Re: CHAT: programming langs
From: | Gerald Koenig <jlk@...> |
Date: | Wednesday, November 17, 1999, 1:47 |
>Status: R
>
>Boudewijn Rempt wrote:
>
>> I don't want speech recognition! I want handwriting recognition,
>> in any script!
xxxxxxxxxxxxxxxxxxxxx
Charles>
>
>Whether input is from mouse or keyboard or speech or email,
>it must be text at some point. I used to do GUIs as emitters
>of text to an underlying text parser, so command files and
>"macros" and rational testing were easy to do. That way,
>there are many possible front-ends channeled into a single
>uniform input stream. GUI, keyboard, speech, whatever:
>nobody gets excluded, all get to the same functions.
>
>But then what is the underlying, ultimate generic "language"?

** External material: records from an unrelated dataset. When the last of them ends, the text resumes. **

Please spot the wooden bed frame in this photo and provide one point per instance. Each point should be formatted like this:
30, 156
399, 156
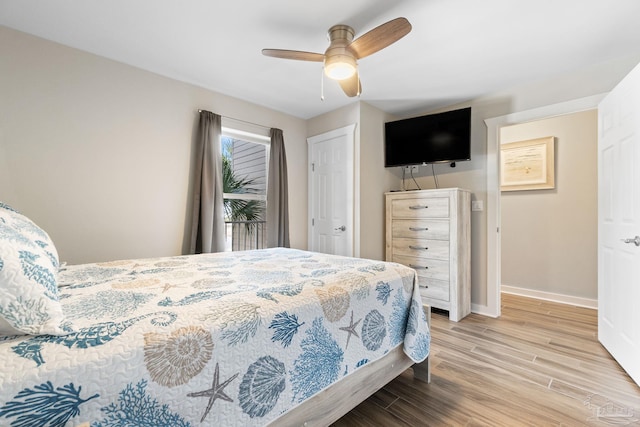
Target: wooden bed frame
338, 399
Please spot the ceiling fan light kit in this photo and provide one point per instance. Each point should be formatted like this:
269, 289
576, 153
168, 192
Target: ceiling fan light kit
340, 67
341, 57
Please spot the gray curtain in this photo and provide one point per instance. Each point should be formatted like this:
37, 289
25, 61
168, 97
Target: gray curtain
207, 224
277, 194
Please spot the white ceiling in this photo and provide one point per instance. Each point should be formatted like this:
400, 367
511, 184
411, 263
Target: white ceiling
458, 49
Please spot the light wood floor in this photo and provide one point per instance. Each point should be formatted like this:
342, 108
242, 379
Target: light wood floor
538, 364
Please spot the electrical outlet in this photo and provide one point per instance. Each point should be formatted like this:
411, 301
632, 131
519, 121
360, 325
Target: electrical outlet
412, 169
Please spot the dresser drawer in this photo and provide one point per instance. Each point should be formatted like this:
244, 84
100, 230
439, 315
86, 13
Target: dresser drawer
425, 267
435, 249
434, 289
421, 229
433, 207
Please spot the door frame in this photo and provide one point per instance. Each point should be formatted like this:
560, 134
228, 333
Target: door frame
352, 224
494, 251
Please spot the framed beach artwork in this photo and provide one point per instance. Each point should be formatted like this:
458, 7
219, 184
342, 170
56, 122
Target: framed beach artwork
527, 165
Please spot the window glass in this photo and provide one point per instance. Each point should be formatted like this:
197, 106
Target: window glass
244, 172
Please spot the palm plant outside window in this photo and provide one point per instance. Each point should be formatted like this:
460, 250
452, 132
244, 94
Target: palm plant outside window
244, 173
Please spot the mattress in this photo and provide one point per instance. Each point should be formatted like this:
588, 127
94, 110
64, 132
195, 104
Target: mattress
235, 338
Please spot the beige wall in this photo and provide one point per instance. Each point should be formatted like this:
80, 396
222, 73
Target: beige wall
372, 179
549, 237
106, 166
98, 153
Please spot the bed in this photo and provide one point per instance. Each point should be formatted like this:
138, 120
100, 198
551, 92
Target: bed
274, 336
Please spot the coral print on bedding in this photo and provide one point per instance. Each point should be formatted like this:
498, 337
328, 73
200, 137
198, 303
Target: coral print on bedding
215, 339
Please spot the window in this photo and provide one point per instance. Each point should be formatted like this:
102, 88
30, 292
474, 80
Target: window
244, 169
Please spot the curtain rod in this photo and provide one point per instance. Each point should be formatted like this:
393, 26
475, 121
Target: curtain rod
241, 121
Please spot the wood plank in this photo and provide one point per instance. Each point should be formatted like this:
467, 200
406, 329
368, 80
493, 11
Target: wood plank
539, 364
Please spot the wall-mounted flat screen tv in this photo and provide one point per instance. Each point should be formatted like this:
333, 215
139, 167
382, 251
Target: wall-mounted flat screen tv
434, 138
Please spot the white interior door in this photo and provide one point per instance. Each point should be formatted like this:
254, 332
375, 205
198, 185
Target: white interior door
619, 223
331, 191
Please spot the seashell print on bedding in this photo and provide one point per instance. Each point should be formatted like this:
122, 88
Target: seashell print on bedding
334, 301
173, 359
373, 330
356, 282
238, 321
140, 283
261, 386
108, 303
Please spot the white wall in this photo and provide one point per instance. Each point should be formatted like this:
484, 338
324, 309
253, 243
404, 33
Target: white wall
549, 237
98, 153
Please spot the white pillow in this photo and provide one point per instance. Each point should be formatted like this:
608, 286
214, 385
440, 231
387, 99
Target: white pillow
29, 301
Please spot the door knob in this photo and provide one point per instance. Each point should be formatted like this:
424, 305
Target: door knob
635, 240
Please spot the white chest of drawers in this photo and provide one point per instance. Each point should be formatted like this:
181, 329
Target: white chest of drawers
430, 231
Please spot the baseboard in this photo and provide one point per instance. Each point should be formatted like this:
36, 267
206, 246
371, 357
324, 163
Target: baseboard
483, 310
550, 296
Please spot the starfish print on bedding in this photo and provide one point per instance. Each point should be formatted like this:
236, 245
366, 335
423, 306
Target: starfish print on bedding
215, 392
351, 329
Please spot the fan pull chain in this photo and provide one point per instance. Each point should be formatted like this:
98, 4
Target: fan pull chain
322, 84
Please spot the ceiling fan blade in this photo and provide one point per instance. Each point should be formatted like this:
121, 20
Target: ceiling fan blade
294, 54
351, 86
380, 37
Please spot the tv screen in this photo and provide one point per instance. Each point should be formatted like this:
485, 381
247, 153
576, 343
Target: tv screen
434, 138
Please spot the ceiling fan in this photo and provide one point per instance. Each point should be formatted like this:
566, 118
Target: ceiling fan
341, 57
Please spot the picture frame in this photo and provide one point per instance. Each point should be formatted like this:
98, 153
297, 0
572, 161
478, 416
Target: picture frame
528, 165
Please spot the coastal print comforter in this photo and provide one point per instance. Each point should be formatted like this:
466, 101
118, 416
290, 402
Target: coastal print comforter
226, 339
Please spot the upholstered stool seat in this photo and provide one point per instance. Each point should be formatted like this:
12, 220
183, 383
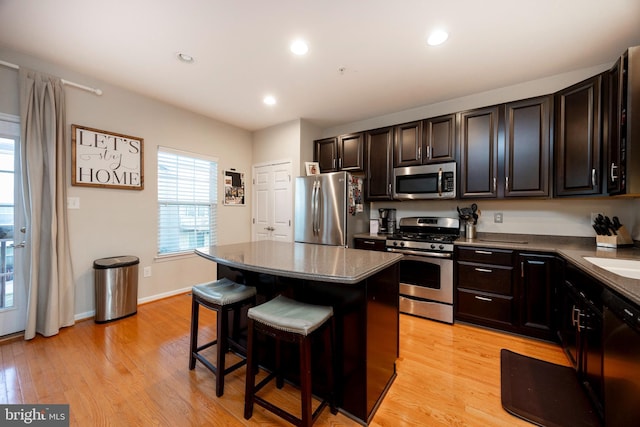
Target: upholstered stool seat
292, 321
223, 296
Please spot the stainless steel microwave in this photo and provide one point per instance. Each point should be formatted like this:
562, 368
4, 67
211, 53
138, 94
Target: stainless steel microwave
434, 181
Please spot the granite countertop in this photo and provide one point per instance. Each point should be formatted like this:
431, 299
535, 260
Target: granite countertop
302, 260
572, 249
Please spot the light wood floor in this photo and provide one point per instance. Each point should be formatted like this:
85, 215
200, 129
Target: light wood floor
135, 372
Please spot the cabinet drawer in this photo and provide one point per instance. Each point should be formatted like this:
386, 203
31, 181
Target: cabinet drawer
488, 278
371, 244
487, 307
486, 255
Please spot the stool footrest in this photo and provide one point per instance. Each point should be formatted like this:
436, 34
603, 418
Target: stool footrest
286, 415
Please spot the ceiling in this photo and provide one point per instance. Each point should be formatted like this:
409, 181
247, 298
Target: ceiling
366, 58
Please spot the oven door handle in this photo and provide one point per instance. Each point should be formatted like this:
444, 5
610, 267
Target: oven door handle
420, 253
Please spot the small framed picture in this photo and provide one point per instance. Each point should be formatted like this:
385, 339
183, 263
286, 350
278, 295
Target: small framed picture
313, 168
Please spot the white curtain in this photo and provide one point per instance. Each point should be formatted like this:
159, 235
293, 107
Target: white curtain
50, 288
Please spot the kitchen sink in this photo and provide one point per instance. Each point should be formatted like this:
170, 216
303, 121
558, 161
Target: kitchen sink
623, 267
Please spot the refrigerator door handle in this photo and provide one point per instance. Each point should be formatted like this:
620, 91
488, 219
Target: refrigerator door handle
314, 207
318, 207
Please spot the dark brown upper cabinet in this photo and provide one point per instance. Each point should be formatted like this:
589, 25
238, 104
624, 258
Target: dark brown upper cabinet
326, 154
425, 141
379, 164
479, 152
505, 150
577, 139
439, 135
345, 152
621, 132
408, 144
527, 148
351, 152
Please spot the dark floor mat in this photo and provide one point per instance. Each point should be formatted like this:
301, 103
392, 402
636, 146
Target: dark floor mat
543, 393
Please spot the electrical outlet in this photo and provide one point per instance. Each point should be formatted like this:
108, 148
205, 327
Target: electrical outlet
73, 202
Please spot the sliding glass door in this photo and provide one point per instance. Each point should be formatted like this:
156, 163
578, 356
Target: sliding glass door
12, 231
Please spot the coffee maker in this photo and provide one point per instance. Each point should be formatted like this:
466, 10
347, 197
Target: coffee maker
387, 221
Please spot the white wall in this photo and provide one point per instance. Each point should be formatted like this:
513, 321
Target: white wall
116, 222
556, 217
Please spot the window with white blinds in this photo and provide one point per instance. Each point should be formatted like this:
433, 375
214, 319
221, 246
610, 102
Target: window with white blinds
187, 198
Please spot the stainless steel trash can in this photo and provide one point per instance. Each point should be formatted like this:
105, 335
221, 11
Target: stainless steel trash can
116, 282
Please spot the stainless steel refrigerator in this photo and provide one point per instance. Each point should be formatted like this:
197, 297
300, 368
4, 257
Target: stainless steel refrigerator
330, 209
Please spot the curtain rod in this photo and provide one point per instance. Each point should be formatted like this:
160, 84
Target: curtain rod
64, 82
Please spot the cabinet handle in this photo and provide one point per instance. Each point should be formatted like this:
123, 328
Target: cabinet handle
614, 177
575, 317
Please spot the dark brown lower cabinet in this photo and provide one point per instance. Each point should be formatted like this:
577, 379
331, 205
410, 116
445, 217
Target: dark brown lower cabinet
579, 319
538, 279
507, 290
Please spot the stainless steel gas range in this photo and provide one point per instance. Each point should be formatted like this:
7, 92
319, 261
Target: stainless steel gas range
426, 271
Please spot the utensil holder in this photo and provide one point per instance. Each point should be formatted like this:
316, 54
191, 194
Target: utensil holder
623, 238
470, 231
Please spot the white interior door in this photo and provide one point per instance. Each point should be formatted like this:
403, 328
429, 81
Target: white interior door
12, 289
273, 202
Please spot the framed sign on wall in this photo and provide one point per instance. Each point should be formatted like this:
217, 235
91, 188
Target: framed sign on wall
233, 188
106, 159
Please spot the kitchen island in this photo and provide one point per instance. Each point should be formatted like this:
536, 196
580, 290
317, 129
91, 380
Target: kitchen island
362, 287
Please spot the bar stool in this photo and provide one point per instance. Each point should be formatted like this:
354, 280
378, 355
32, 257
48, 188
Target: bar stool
291, 321
222, 296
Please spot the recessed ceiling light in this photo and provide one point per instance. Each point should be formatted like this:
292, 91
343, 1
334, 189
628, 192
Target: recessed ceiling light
185, 58
437, 37
299, 47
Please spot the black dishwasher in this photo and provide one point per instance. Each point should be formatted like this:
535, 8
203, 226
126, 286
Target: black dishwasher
621, 361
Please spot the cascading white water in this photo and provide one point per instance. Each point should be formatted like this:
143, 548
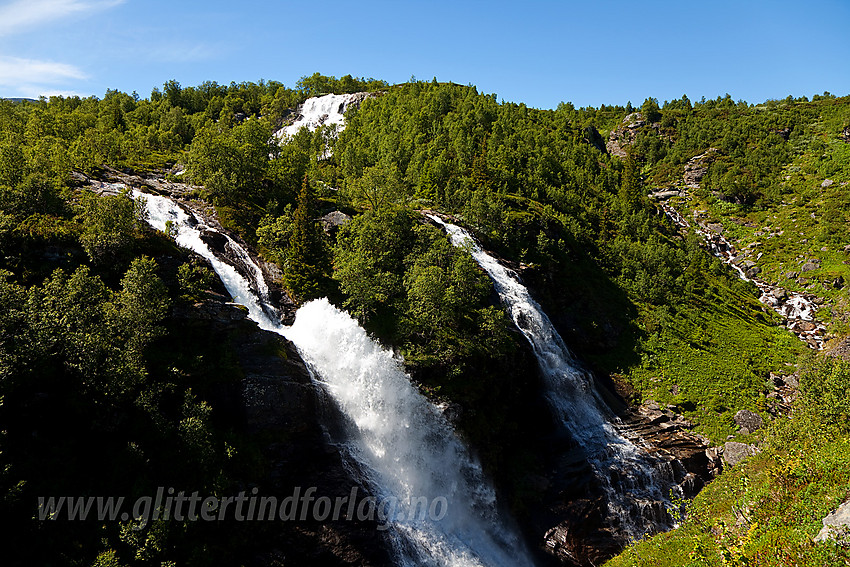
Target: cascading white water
634, 485
795, 307
406, 443
320, 111
400, 441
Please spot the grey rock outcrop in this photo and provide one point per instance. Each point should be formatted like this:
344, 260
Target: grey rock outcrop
734, 452
836, 526
749, 420
332, 221
624, 135
697, 167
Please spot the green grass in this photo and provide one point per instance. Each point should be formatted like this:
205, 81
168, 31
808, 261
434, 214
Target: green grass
762, 512
712, 359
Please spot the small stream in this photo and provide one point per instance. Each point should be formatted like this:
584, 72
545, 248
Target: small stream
798, 309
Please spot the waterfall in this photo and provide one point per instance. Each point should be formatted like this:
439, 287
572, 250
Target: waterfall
403, 445
321, 111
636, 485
795, 307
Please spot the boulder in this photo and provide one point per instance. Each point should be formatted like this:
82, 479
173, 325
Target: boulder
749, 420
734, 452
836, 526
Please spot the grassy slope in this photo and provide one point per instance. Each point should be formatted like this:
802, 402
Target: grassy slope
763, 512
766, 510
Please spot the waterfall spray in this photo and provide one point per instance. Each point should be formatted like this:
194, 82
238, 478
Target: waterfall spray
404, 445
636, 484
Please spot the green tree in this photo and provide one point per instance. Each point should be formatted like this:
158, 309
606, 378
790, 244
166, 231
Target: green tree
306, 269
111, 224
649, 109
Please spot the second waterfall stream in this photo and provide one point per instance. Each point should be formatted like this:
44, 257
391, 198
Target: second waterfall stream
636, 485
400, 442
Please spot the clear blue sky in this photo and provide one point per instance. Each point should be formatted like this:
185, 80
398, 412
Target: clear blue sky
537, 52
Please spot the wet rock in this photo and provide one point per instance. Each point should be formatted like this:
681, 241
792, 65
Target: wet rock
804, 326
836, 526
748, 420
663, 195
716, 228
841, 349
734, 452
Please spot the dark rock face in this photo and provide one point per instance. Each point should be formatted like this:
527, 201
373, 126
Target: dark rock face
575, 525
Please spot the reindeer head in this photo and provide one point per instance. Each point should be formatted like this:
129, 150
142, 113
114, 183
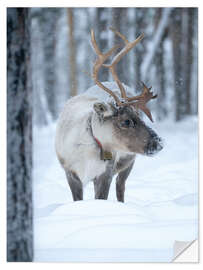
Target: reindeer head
118, 123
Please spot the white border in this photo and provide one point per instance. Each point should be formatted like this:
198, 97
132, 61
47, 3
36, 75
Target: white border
65, 3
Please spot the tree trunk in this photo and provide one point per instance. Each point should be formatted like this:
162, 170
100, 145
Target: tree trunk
48, 20
102, 38
72, 54
120, 23
160, 72
140, 15
176, 33
189, 59
19, 137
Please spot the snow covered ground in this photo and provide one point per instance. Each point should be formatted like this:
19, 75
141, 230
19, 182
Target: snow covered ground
161, 204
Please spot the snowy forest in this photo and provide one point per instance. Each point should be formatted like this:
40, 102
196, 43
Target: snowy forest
166, 58
49, 60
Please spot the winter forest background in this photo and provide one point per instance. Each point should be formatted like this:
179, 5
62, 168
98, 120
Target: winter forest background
62, 56
50, 59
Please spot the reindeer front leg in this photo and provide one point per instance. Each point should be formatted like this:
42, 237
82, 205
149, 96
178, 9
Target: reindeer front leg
75, 185
120, 182
102, 183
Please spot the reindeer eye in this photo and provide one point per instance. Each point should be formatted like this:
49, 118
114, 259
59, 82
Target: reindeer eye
126, 123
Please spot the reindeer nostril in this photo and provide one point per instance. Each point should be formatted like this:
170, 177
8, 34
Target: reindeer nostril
153, 146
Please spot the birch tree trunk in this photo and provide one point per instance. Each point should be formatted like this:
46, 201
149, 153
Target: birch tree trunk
72, 54
120, 23
176, 32
102, 37
19, 137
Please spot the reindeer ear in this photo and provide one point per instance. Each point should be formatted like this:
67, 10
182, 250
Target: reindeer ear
103, 109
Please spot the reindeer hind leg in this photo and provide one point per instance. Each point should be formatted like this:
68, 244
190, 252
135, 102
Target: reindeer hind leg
75, 185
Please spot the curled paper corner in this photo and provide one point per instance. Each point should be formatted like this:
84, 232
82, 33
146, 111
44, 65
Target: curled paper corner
185, 251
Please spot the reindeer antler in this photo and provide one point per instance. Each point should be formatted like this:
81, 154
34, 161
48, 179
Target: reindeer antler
138, 102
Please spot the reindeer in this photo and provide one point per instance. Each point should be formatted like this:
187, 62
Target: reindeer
99, 133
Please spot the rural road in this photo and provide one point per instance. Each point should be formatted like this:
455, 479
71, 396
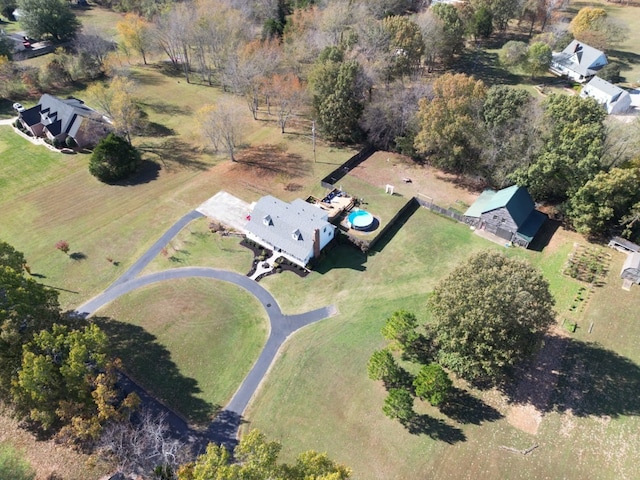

I'm reading my new copy of Wierzbicka's semantics book and she supposes
a small closed set of less than 100 concepts that are universally found
in spoken language. I suppose the same set will be found in the
semantic assembly language of the function set that your computer
inputs funnel to. She is also working on a minimalist universal
grammar, all empirically based. I'm putting the Wierzbickas into
Nilenga-NGL and translating the tenses into vector tense.
>The two modes I can think of are "imperative" as in Perl/Python/etc,
>or "declarative" as in Prolog and backward-chaining logic systems.
Perhaps we can describe the languages as more or less deterministic.
The desiderative would be then much less deterministic, it seems that
such a language would be capable of writing itself to reach a goal.
Just as "the wish is the father of the deed", such a desiderative
language would have to be capable of self-programming. I seem to be
getting into one of those never never lands of artificial intelligence,
and making no progress also. Statistics, chaos theory, attractors, huge
databases, would seem to have to be parts of such capability.
The trend of modeling the computer on its creator continues. Perhaps
simple life forms will indwell in future computers to serve as
"motivators" or "wanters". Like dog and master they will function as a
team. I'd better stop here before even conculturalists start to wonder
at my sanity.
Gerald Koenig
>I think we need a new "desiderative" mode, whatever that may mean.
>It appears to me now that syntax and morphology are no problem,
>rather it (the mystery) is all in the semantics.
>
>--
>As they say in Tepa: hike waipettu.